ビターのちスイート
「いや。こんなこと聞くのもどうかと思うんだけどさ。俺、やっぱり今年は杏奈からチョコレートもらえないのかな」
思いもよらなかった幸弘の言葉に、杏奈は動きを止め、目を丸くした。
そして、幸弘の言葉の意味を理解できた瞬間、ケラケラと笑いだした杏奈とは対照的に、幸弘は耳を真っ赤に染め上げていた。

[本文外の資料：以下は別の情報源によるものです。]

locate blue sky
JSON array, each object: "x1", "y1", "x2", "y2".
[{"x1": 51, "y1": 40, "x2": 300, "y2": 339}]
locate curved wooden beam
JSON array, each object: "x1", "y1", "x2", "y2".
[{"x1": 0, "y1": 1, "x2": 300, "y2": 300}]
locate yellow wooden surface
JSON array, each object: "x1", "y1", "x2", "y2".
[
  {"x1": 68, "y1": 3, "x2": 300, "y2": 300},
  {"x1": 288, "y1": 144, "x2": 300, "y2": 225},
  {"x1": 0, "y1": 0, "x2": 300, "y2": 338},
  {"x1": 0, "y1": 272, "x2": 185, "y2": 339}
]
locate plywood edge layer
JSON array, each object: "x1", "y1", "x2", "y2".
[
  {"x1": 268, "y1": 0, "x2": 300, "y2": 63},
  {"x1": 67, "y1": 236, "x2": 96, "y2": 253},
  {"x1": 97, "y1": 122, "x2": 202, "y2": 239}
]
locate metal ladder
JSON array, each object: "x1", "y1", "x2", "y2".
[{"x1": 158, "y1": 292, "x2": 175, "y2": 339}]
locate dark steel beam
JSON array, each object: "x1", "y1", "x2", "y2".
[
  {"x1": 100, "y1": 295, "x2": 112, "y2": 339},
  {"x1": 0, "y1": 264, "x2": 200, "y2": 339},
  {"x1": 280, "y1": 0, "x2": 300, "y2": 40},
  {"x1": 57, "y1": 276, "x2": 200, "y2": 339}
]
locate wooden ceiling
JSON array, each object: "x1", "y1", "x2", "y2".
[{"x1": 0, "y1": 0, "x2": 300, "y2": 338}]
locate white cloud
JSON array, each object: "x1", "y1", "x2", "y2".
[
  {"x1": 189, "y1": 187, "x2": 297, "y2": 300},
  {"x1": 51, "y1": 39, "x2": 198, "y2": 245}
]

「ハハハハッ。幸弘、そんなにチョコ好きだったっけ?」
「いや、チョコがというか、なんというか……」
「ヤバイ、笑い過ぎてお腹痛くなりそう」
「何だよ、そんなに笑うなよっ!」
「ごめん、ごめん。でも、幸弘が中学生みたいなこと言うから、可愛くて……。幸弘?」
黙ってしまった幸弘の腕を、杏奈が軽く揺らすけれど、幸弘はそっぽを向いて動かない。
滅多に見ることのない幸弘の姿を見て、杏奈はクスリ、と小さく笑みをこぼし、幸弘の向いている方向へ自分の体を傾けた。
「幸弘。こっち向いて」
「嫌だ」
「そんなこと言わないでよ。私、嬉しかったんだから」
幸弘と視線が合い、杏奈はカバンの中から川崎にもらった試作品のチョコレートを取り出した。